A person’s memory is where the brain encodes, stores, and retrieves information, where it can also be used as a record of experience for guiding learned behavior. Different areas of the brain encode or stores different types of memory, for instance, the hippocampus is related to spatial memory, which helps the brain map the surrounding world and finds its way around a known place. The amygdala, on the other hand, is linked to emotional memory, and the medial temporal lobe is responsible for both spatial navigation and memory. Although single neurons in the medial temporal lobe activate to represent locations in the environment during navigation, how this spatial tuning relates to memory for events involving those locations remains unclear. Now, a study from researchers at Columbia University identifies specific neurons in the human entorhinal cortex which are responsible for encoding place-based memories. The team states because the activity of these neurons is closely related to what a person is trying to remember, it is possible their activity is disrupted by diseases like Alzheimer’s, leading to memory deficits. The study is published in the journal Nature Neuroscience.

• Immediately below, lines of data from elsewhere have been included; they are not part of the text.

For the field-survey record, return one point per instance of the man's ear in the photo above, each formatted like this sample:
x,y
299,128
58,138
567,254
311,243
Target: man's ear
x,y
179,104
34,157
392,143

Previous studies show the hippocampus and entorhinal cortex are important for spatial cognition, demonstrated by the discovery of place cells and grid cells in these regions, neurons that activate to represent specific locations in the environment during navigation. However, it is unclear how this spatial map in the brain relates to a person’s memory of events at those locations, and how neuronal activity in these regions enables them to target a particular memory for retrieval among related experiences. The current study shows individual neurons in the human brain target specific memories during recall.
The current study maps memory-related changes in spatial tuning by recording single-neuron activity from neurosurgical patients performing a virtual-reality object–location memory task. The team measured the activity of neurons as the patients moved through the environment and marked their memory targets. Results identify memory-trace cells whose activity was spatially tuned to the location where subjects remembered encountering specific objects. Data findings show these memory-trace cells in the entorhinal cortex encoded discriminable representations of different memories through a memory-specific rate code.
The group states this memory-specific rate code allowed them to actually decode the specific memory a patient was targeting based on the activity of these neurons. They go on to explain initially they identified purely spatially tuned neurons that were activated when patients moved through specific locations, regardless of the subjects’ memory target. However, the memory-trace neurons only activated in locations relevant to the memory the patient was recalling for a particular trial, and whenever patients were instructed to target a different memory for recall, the memory-trace neurons changed their activity to match the new target’s remembered location.
The team surmises they have mapped single neurons in the human entorhinal cortex that alter their spatial tuning to target relevant memories for retrieval. For the future, the researchers state they plan to look for evidence these neurons represent memories in non-spatial contexts to better characterize their role in memory function.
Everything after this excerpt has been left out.